Study on effects of dam removal yielding results

Although data is still being analyzed, initial results of a study being performed at Drexel University in Pennsylvania indicate the impoundments formed by dams have a significant effect on water chemistry. One such finding reveals the removal of silica appears to increase asymptotically with residence time of the water in the reservoir.

The research focuses on the ecological effects of small dams. There are more than 3,000 dams in Pennsylvania, and most of these are less than 15 feet high.

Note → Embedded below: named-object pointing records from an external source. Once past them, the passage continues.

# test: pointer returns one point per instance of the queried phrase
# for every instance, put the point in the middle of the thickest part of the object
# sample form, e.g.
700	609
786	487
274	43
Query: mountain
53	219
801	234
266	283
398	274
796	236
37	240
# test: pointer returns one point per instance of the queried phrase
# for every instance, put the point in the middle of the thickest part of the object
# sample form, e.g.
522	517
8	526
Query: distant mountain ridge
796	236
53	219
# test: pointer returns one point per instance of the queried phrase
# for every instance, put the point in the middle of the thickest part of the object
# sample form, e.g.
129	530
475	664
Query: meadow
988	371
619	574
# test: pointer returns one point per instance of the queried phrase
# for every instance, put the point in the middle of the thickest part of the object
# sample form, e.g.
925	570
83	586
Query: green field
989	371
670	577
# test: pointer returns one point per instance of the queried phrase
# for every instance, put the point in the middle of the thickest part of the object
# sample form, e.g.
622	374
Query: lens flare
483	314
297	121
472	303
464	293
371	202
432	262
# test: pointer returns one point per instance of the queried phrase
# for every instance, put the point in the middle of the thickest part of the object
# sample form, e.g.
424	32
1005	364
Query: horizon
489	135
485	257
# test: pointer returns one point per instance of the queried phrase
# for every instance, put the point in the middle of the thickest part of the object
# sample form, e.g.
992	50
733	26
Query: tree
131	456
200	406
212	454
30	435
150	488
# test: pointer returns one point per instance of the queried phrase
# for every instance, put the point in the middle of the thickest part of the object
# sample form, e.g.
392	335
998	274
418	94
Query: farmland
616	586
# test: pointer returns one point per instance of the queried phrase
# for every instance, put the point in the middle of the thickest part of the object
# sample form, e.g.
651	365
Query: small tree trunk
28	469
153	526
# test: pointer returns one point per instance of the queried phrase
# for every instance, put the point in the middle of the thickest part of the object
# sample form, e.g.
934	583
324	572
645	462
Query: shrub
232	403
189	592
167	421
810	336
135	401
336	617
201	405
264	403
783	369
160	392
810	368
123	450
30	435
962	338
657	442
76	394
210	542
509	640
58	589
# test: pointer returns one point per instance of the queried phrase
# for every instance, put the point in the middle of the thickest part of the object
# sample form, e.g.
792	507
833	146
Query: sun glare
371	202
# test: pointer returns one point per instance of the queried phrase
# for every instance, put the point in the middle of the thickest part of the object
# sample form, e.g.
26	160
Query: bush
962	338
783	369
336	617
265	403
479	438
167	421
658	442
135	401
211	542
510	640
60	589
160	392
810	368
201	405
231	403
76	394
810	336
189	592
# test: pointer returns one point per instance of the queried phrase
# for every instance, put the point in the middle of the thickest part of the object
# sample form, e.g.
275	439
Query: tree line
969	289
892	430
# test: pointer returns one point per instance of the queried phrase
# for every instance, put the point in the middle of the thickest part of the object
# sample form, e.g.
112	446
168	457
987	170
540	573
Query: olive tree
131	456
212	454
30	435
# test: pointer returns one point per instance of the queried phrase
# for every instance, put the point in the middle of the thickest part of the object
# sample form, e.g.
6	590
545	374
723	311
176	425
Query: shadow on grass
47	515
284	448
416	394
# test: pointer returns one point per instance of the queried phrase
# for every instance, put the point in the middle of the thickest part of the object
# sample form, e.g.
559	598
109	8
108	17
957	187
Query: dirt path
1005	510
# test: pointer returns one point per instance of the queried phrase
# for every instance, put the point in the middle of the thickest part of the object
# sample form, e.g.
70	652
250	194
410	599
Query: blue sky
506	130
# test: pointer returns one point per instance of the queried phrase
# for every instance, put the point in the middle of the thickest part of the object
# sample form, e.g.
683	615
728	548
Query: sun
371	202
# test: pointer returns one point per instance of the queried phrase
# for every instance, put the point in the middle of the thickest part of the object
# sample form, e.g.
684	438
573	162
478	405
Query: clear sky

As small, obsolete or poorly maintained dams are being removed, concerns arise with regard to methods of restoring fish passage and improving the health of stream and river ecosystems.

As the nature and magnitude of the effects of dams - such as alterations to flow regimes, physical habitats, channel shape, sediment transport, water temperature and chemistry, and fish populations - is likely to depend on dam size, it is unclear whether information on large dams is applicable, the researchers say.

Scientists from the university's Patrick Center and the University of Delaware are using funding from the Pennsylvania Growing Greener Program and Patrick Center's Endowment for Innovative Research to perform a study using ecological risk assessment. Ecological effects are characterized by determining the potential effects imposed by a stressor, linking these effects to assessment endpoints, and evaluating how effects change with varying stressor levels.

Investigators are focusing on a variety of factors, including riparian vegetation, geomorphology, hydrology, biogeochemistry, algae, macroinvertebrates and fisheries. A total of 15 dams in southeastern Pennsylvania and eastern Maryland were selected for study, ranging from nearly 200 feet in height to less than 10 feet.